Ceci n’est pas une insurrection

Pourquoi rajouter « et son monde » ne fait rien au mouvement en cours

 

Je ne veux ni cracher, ni me hausser au dessus de tout ce qui se passe et ne se passe pas au cours de ce mouvement dit « contre la loi travail ». Parfois, les mots servent précisément cette fonction-là. Au final, il est vrai que dire et écrire est une mobilisation très limitée des fonctions corporelles et mentales. Il y en a d’autres qui ont autant d’importance : les bras qui font des gestes, les jambes qui savent courir, et les cœurs qui battent. Les premiers se détachent trop aisément de ces derniers et risquent ainsi de se constituer comme monde à part. Le risque, on le porte chaque fois qu’on ouvre la bouche ou qu’on se met à bouger nos petits doigts pour écrire. Et pourtant…

 

Quoique je me réjouis avec pas mal d’autres de quelques instants pleinement vécus au cours de ce mouvement, l’enthousiasme de certains me laisse perplexe.
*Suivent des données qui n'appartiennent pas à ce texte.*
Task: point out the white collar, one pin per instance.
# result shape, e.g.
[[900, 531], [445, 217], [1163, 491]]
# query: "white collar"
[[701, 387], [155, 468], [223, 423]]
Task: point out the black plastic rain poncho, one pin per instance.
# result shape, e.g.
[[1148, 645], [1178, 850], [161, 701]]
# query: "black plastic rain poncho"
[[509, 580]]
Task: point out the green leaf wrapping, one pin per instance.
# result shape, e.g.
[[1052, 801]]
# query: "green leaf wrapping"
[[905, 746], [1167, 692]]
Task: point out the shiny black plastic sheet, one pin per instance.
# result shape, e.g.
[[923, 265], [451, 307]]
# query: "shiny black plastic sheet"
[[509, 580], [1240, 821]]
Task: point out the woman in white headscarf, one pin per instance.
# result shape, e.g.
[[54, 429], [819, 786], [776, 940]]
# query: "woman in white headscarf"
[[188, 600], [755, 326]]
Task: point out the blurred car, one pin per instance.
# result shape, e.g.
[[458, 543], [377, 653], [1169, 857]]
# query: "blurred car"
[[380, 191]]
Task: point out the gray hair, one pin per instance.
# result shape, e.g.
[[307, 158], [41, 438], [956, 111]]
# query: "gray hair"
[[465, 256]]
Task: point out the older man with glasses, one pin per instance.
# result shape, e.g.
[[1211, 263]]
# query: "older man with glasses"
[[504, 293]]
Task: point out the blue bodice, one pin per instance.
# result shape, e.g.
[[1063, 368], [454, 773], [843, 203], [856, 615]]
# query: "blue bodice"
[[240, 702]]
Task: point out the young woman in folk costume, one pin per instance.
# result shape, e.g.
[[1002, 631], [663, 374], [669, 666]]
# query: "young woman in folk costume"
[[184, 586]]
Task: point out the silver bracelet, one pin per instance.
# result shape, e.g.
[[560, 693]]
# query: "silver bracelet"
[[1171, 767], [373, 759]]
J’entends qu’« il y a quand-même des trucs intéressants Place de la République », parce qu’au final, c’est un endroit pour se rencontrer. J’entends qu’on est « de plus en plus nombreux », parce qu’il y a plus de monde qu’avant dans le cortège « autonome » ou « non-affilié », selon le goût de chacun. J’entends que les syndicats « se radicalisent » parce que certains de leur membres se masquent pendant les manifs. J’entends aussi qu’on est « plus combatifs » parce qu’il est devenu indispensable de ramener les lunettes de plongée et un masque aux manifs, grâce à la générosité des flics quand il s’agit du gaz lacrymogène. En plus, davantage de monde déteste la police, parce que cette dernière s’est avérée être vraiment vraiment méchante. Et pour certains, tout se résume par un « ça va péter » hurlé par quelques hooligans qui ont troqués le stade pour le « champ social ».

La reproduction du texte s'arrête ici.